NOTE Support for live upgrading a driver based scheduler to HTTP based (experimental) scheduler has been added.

NOTE Master now publishes its information in ZooKeeper in JSON (instead of protobuf). Make sure schedulers are linked against >= 0.23.0 libmesos before upgrading the master.

In order to upgrade a running cluster:

  • Rebuild and install any modules so that upgraded masters/slaves can use them.
  • Install the new master binaries and restart the masters.
  • Install the new slave binaries and restart the slaves.
  • Upgrade the schedulers by linking the latest native library / jar / egg (if necessary).
  • Restart the schedulers.
  • Upgrade the executors by linking the latest native library / jar / egg (if necessary).

Upgrading from 0.22.x to 0.23.x

NOTE The 'stats.json' endpoints for masters and slaves have been removed. Please use the 'metrics/snapshot' endpoints instead.

NOTE The '/master/shutdown' endpoint is deprecated in favor of the new '/master/teardown' endpoint.

NOTE In order to enable decorator modules to remove metadata (environment variables or labels), we changed the meaning of the return value for decorator hooks in Mesos 0.23.0. Please refer to the modules documentation for more details.

NOTE Slave ping timeouts are now configurable on the master via --slave_ping_timeout and --max_slave_ping_timeouts. Slaves should be upgraded to 0.23.x before changing these flags.

NOTE A new scheduler driver API, acceptOffers, has been introduced. This is a more general version of the launchTasks API, which allows the scheduler to accept an offer and specify a list of operations (Offer.Operation) to perform using the resources in the offer. Currently, the supported operations include LAUNCH (launching tasks), RESERVE (making dynamic reservations), UNRESERVE (releasing dynamic reservations), CREATE (creating persistent volumes) and DESTROY (releasing persistent volumes). Similar to the launchTasks API, any unused resources will be considered declined, and the specified filters will be applied on all unused resources.

NOTE The Resource protobuf has been extended to include more metadata for supporting persistence (DiskInfo), dynamic reservations (ReservationInfo) and oversubscription (RevocableInfo). You must not combine two Resource objects if they have different metadata.

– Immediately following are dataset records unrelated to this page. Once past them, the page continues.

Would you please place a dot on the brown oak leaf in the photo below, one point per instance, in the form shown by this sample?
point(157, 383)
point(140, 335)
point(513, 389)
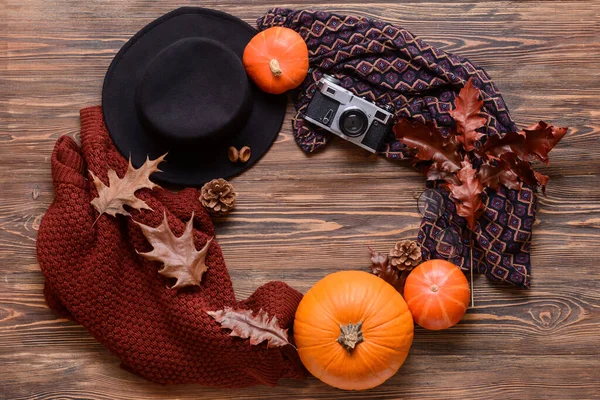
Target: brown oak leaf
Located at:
point(493, 175)
point(467, 115)
point(434, 174)
point(467, 196)
point(382, 268)
point(179, 256)
point(121, 191)
point(429, 143)
point(256, 327)
point(540, 138)
point(542, 180)
point(496, 146)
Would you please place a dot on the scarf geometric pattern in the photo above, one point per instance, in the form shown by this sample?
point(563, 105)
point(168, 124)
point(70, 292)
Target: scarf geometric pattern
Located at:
point(388, 65)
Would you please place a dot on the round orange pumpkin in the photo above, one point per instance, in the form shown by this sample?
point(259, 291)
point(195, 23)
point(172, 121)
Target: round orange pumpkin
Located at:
point(276, 59)
point(353, 330)
point(437, 294)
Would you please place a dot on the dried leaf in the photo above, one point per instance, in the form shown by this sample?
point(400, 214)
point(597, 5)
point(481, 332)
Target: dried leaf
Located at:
point(468, 195)
point(434, 174)
point(429, 143)
point(493, 175)
point(382, 268)
point(467, 116)
point(540, 138)
point(496, 146)
point(179, 256)
point(257, 328)
point(121, 191)
point(542, 180)
point(521, 168)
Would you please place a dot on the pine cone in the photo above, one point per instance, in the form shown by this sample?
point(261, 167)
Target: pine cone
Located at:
point(218, 196)
point(405, 255)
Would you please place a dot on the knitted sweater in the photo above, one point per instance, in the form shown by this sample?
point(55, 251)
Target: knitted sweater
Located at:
point(94, 276)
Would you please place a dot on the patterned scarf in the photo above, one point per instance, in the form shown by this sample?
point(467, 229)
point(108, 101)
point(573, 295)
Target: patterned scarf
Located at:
point(388, 65)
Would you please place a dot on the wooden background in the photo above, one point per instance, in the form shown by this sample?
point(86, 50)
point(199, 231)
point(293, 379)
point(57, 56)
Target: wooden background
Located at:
point(300, 218)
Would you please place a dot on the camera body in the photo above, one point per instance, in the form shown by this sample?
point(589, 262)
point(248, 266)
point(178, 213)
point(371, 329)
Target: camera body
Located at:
point(350, 117)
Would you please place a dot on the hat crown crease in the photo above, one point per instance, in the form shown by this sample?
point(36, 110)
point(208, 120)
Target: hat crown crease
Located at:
point(195, 90)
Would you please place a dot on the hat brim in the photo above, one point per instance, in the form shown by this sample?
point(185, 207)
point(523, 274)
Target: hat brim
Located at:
point(192, 166)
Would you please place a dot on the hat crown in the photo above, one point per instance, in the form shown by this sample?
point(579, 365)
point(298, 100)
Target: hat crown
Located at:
point(195, 90)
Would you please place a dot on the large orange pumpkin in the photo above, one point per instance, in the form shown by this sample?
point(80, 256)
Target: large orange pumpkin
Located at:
point(276, 59)
point(353, 330)
point(437, 294)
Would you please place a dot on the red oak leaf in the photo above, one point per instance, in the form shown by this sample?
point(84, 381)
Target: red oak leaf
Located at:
point(467, 196)
point(493, 175)
point(381, 267)
point(496, 146)
point(467, 116)
point(540, 138)
point(542, 180)
point(434, 174)
point(429, 143)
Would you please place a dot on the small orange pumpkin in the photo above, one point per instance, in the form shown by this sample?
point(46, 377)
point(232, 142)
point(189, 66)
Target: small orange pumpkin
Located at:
point(276, 59)
point(353, 330)
point(437, 294)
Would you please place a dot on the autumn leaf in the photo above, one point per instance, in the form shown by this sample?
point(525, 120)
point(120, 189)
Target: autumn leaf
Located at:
point(467, 196)
point(467, 115)
point(179, 256)
point(257, 328)
point(496, 146)
point(434, 174)
point(542, 180)
point(381, 267)
point(429, 143)
point(540, 138)
point(493, 175)
point(121, 191)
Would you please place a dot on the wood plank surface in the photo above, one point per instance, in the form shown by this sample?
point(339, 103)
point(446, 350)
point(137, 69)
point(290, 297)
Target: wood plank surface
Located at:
point(300, 218)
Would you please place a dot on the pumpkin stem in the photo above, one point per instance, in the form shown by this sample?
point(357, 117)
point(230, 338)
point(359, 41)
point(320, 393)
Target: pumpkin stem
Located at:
point(350, 336)
point(275, 68)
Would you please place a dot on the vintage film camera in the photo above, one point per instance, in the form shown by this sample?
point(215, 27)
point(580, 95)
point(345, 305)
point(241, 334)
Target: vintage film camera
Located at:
point(350, 117)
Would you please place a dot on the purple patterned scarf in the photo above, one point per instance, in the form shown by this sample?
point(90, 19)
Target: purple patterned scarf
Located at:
point(389, 65)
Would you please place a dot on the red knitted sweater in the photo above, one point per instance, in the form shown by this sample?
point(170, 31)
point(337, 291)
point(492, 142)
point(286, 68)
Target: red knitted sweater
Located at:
point(94, 276)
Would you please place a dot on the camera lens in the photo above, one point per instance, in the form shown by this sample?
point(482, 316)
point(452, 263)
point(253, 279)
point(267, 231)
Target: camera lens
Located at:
point(353, 122)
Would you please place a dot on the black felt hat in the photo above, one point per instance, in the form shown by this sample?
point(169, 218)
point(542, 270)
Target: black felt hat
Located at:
point(179, 86)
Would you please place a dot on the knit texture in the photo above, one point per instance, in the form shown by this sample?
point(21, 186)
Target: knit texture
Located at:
point(94, 276)
point(387, 64)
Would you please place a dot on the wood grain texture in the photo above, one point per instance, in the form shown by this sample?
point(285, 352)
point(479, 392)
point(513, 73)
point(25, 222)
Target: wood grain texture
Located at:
point(300, 218)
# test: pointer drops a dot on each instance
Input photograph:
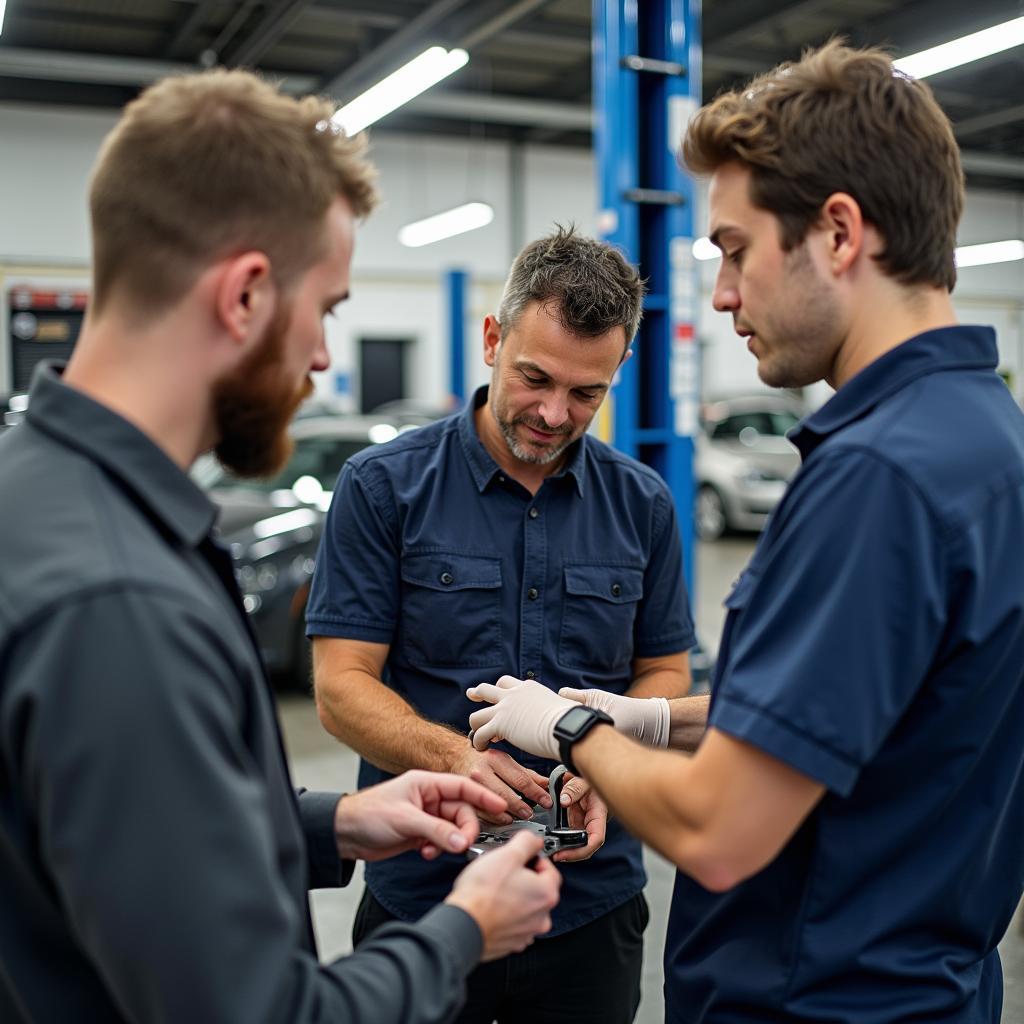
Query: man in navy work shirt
(506, 539)
(849, 832)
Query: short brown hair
(844, 120)
(203, 165)
(592, 285)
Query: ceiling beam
(998, 165)
(501, 22)
(274, 23)
(995, 119)
(737, 22)
(54, 66)
(507, 110)
(197, 17)
(393, 48)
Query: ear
(245, 296)
(492, 339)
(843, 225)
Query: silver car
(742, 462)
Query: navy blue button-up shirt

In order to upgrade a running cluster:

  • Rebuild and install any modules so that upgraded masters/slaves can use them.
  • Install the new master binaries and restart the masters.
  • Install the new slave binaries and restart the slaves.
  • Upgrade the schedulers by linking the latest native library / jar / egg (if necessary).
  • Restart the schedulers.
  • Upgrade the executors by linking the latest native library / jar / egg (if necessary).

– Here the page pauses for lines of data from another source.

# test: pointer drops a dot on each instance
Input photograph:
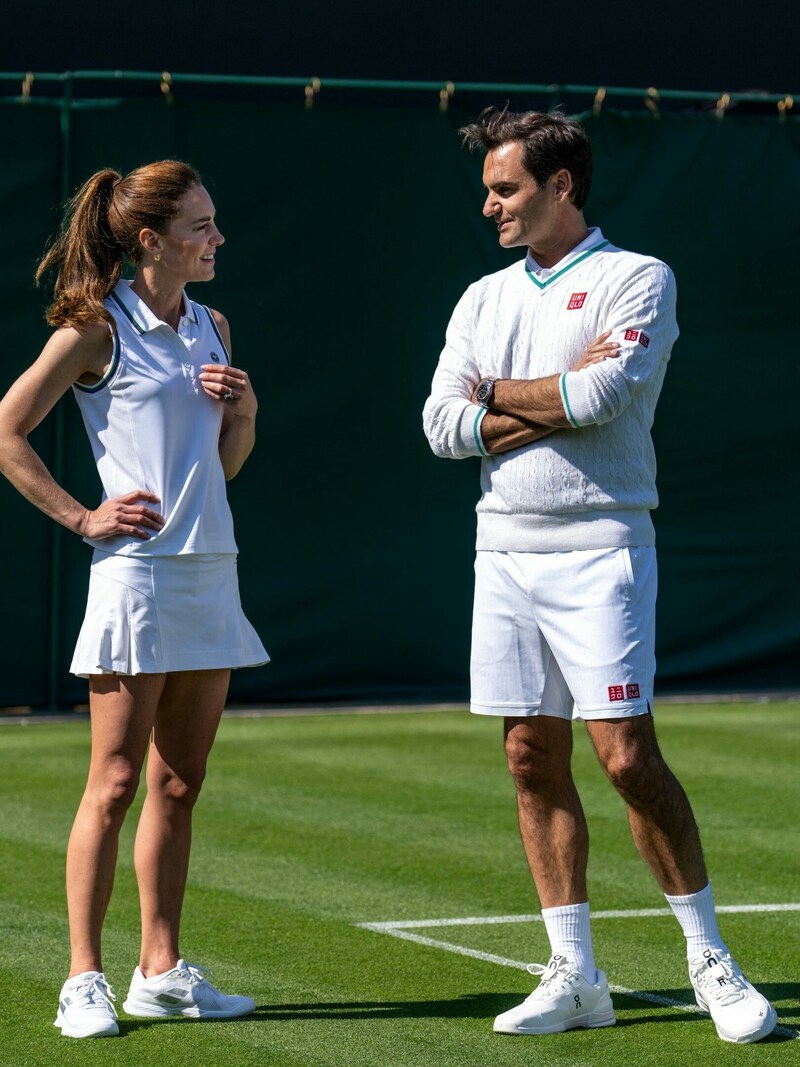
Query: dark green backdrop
(351, 232)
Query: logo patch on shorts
(637, 335)
(623, 691)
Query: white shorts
(149, 615)
(570, 634)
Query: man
(550, 372)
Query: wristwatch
(484, 392)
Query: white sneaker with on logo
(184, 990)
(85, 1007)
(739, 1012)
(563, 1000)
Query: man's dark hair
(549, 143)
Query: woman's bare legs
(123, 711)
(184, 732)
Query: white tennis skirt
(149, 615)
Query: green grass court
(313, 826)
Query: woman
(169, 419)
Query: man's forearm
(501, 433)
(537, 401)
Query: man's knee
(534, 755)
(633, 762)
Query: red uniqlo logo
(637, 335)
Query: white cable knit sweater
(591, 486)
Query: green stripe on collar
(564, 270)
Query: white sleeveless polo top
(152, 427)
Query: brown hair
(549, 143)
(101, 227)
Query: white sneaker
(85, 1007)
(562, 1000)
(184, 990)
(739, 1012)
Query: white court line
(402, 930)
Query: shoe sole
(755, 1035)
(589, 1022)
(73, 1032)
(147, 1012)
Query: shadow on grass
(787, 1016)
(486, 1005)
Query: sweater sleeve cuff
(469, 431)
(575, 399)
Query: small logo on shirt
(623, 693)
(637, 335)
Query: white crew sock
(698, 921)
(568, 927)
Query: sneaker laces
(192, 973)
(556, 976)
(719, 981)
(95, 990)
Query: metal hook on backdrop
(166, 86)
(651, 101)
(784, 106)
(310, 91)
(722, 105)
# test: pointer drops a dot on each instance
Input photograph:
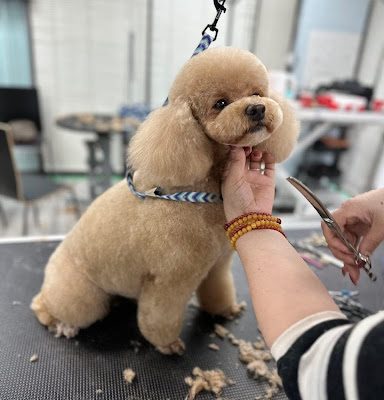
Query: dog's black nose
(256, 112)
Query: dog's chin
(256, 128)
(253, 136)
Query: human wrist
(245, 223)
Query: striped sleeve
(324, 356)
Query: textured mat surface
(90, 366)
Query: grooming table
(91, 365)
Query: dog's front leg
(161, 307)
(216, 293)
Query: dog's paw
(235, 310)
(62, 329)
(177, 347)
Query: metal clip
(220, 9)
(154, 192)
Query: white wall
(81, 56)
(363, 166)
(80, 52)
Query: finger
(370, 242)
(236, 164)
(346, 258)
(269, 162)
(354, 273)
(255, 160)
(248, 151)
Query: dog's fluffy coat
(159, 252)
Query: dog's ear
(282, 141)
(170, 148)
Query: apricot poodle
(158, 251)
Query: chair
(21, 105)
(26, 188)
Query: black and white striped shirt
(326, 357)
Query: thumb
(370, 241)
(236, 163)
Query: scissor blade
(312, 198)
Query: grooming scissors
(333, 225)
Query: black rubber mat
(90, 366)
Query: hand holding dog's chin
(245, 189)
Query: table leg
(106, 168)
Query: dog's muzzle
(255, 112)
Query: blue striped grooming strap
(191, 197)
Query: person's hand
(362, 221)
(245, 188)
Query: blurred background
(78, 76)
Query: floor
(57, 215)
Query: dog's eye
(220, 104)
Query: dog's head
(219, 97)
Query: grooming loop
(219, 5)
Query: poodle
(158, 251)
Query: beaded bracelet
(248, 222)
(249, 218)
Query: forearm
(283, 289)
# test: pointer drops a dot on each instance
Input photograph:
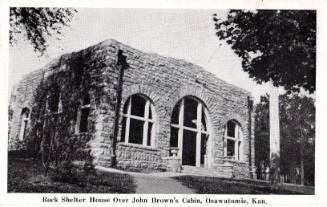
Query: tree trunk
(274, 137)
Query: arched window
(233, 141)
(83, 115)
(189, 131)
(138, 123)
(25, 116)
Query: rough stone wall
(164, 81)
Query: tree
(274, 45)
(261, 133)
(38, 24)
(297, 117)
(297, 121)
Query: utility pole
(121, 65)
(274, 136)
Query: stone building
(170, 110)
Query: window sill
(228, 159)
(137, 146)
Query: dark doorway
(189, 148)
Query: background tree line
(297, 134)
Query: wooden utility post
(121, 66)
(274, 137)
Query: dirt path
(159, 184)
(155, 183)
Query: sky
(183, 34)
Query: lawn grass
(214, 185)
(25, 175)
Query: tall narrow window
(189, 131)
(232, 141)
(138, 121)
(83, 115)
(24, 121)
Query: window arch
(25, 116)
(138, 125)
(189, 131)
(233, 140)
(83, 115)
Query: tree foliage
(37, 24)
(277, 45)
(297, 136)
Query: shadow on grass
(214, 185)
(25, 175)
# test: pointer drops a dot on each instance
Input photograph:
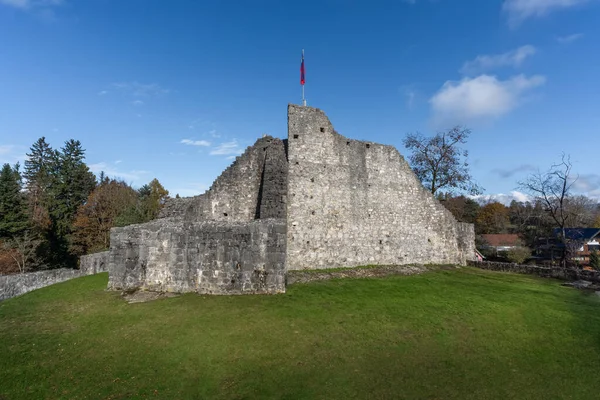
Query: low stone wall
(18, 284)
(94, 263)
(210, 257)
(569, 274)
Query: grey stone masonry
(18, 284)
(210, 257)
(236, 195)
(315, 200)
(94, 263)
(353, 203)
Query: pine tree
(39, 167)
(595, 260)
(74, 183)
(13, 216)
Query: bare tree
(553, 189)
(439, 162)
(26, 247)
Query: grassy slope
(465, 334)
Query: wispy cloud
(227, 149)
(140, 89)
(28, 4)
(191, 142)
(504, 198)
(512, 58)
(12, 154)
(569, 38)
(520, 10)
(509, 173)
(113, 172)
(483, 97)
(588, 184)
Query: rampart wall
(353, 203)
(210, 257)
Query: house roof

Upgrading from 0.21.x to 0.22.x

NOTE Slave checkpoint flag has been removed as it will be enabled for all slaves. Frameworks must still enable checkpointing during registration to take advantage of checkpointing their tasks.

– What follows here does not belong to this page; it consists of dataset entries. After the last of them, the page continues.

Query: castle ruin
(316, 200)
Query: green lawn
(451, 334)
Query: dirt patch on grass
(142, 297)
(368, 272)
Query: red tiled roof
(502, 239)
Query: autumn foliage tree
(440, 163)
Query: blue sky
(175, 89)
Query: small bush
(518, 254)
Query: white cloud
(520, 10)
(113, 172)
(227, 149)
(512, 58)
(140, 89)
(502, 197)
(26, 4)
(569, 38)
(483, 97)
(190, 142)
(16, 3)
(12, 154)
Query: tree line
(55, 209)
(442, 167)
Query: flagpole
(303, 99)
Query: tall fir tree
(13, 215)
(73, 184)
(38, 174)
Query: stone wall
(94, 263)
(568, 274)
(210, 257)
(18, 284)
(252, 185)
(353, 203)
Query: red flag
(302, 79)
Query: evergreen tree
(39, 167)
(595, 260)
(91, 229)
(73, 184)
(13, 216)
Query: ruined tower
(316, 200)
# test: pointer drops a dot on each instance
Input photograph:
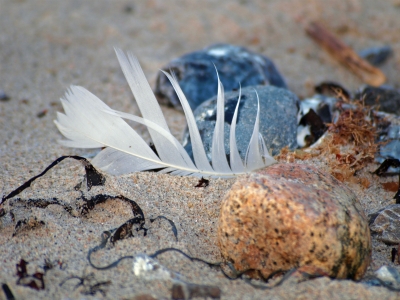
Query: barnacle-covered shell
(291, 215)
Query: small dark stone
(198, 79)
(278, 119)
(389, 275)
(388, 99)
(376, 55)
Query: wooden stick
(345, 55)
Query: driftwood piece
(345, 55)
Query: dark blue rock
(278, 119)
(387, 98)
(376, 55)
(198, 79)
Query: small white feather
(90, 123)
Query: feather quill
(90, 123)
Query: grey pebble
(278, 119)
(198, 78)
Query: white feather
(90, 123)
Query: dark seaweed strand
(7, 291)
(173, 227)
(93, 176)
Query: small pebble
(278, 123)
(376, 55)
(388, 99)
(290, 215)
(386, 224)
(198, 79)
(389, 275)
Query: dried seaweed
(89, 283)
(93, 177)
(202, 182)
(34, 281)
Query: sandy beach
(46, 46)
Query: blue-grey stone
(387, 98)
(278, 119)
(198, 78)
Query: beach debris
(395, 252)
(291, 215)
(389, 275)
(34, 281)
(385, 99)
(49, 265)
(329, 88)
(93, 177)
(345, 54)
(311, 128)
(202, 182)
(29, 223)
(376, 55)
(148, 268)
(7, 292)
(197, 77)
(386, 166)
(386, 223)
(42, 113)
(278, 125)
(89, 284)
(126, 151)
(173, 226)
(191, 290)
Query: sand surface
(45, 46)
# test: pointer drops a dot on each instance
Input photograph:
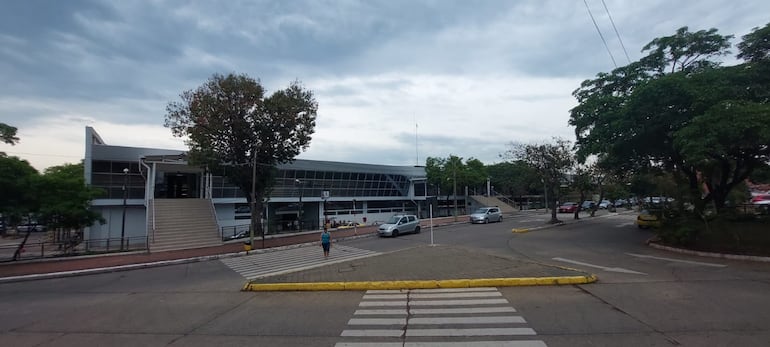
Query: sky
(396, 81)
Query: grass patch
(737, 234)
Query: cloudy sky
(396, 81)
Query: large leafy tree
(755, 46)
(553, 161)
(17, 188)
(229, 122)
(514, 178)
(650, 118)
(8, 134)
(65, 198)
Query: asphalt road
(644, 297)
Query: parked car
(399, 224)
(486, 215)
(648, 218)
(23, 228)
(568, 207)
(761, 199)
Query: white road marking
(454, 314)
(457, 302)
(471, 310)
(609, 269)
(445, 344)
(373, 332)
(467, 320)
(471, 332)
(677, 260)
(381, 312)
(377, 321)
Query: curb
(419, 284)
(129, 267)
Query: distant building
(169, 204)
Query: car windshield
(393, 220)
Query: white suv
(399, 224)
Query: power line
(45, 155)
(600, 34)
(616, 32)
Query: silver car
(399, 224)
(486, 215)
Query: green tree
(725, 145)
(66, 199)
(449, 174)
(18, 197)
(583, 183)
(475, 175)
(638, 120)
(514, 178)
(552, 161)
(761, 174)
(755, 46)
(228, 121)
(8, 135)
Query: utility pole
(254, 203)
(454, 179)
(125, 197)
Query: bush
(729, 233)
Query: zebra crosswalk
(290, 260)
(476, 317)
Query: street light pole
(299, 209)
(125, 197)
(254, 202)
(454, 179)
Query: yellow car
(648, 219)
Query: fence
(49, 249)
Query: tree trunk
(17, 254)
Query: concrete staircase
(183, 224)
(481, 201)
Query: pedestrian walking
(326, 242)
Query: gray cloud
(373, 63)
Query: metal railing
(67, 248)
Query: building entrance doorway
(181, 185)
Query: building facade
(133, 179)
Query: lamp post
(454, 183)
(299, 209)
(253, 208)
(125, 197)
(325, 196)
(355, 224)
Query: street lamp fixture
(123, 220)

NOTE The stats.json endpoints for masters and slaves have been deprecated. Please refer to the metrics/snapshot endpoint.

NOTE The C++/Java/Python scheduler bindings have been updated. In particular, the driver can be constructed with an additional argument that specifies whether to use implicit driver acknowledgements. In statusUpdate, the TaskStatus now includes a UUID to make explicit acknowledgements possible.

NOTE: The Authentication API has changed slightly in this release to support additional authentication mechanisms. The change from 'string' to 'bytes' for AuthenticationStartMessage.data has no impact on C++ or the over-the-wire representation, so it only impacts pure language bindings for languages like Java and Python that use different types for UTF-8 strings vs. byte arrays.

message AuthenticationStartMessage {
  required string mechanism = 1;
  optional bytes data = 2;
}

NOTE All Mesos arguments can now be passed using file:// to read them out of a file (either an absolute or relative path). The --credentials, --whitelist, and any flags that expect JSON backed arguments (such as --modules) behave as before, although support for just passing a absolute path for any JSON flags rather than file:// has been deprecated and will produce a warning (and the absolute path behavior will be removed in a future release).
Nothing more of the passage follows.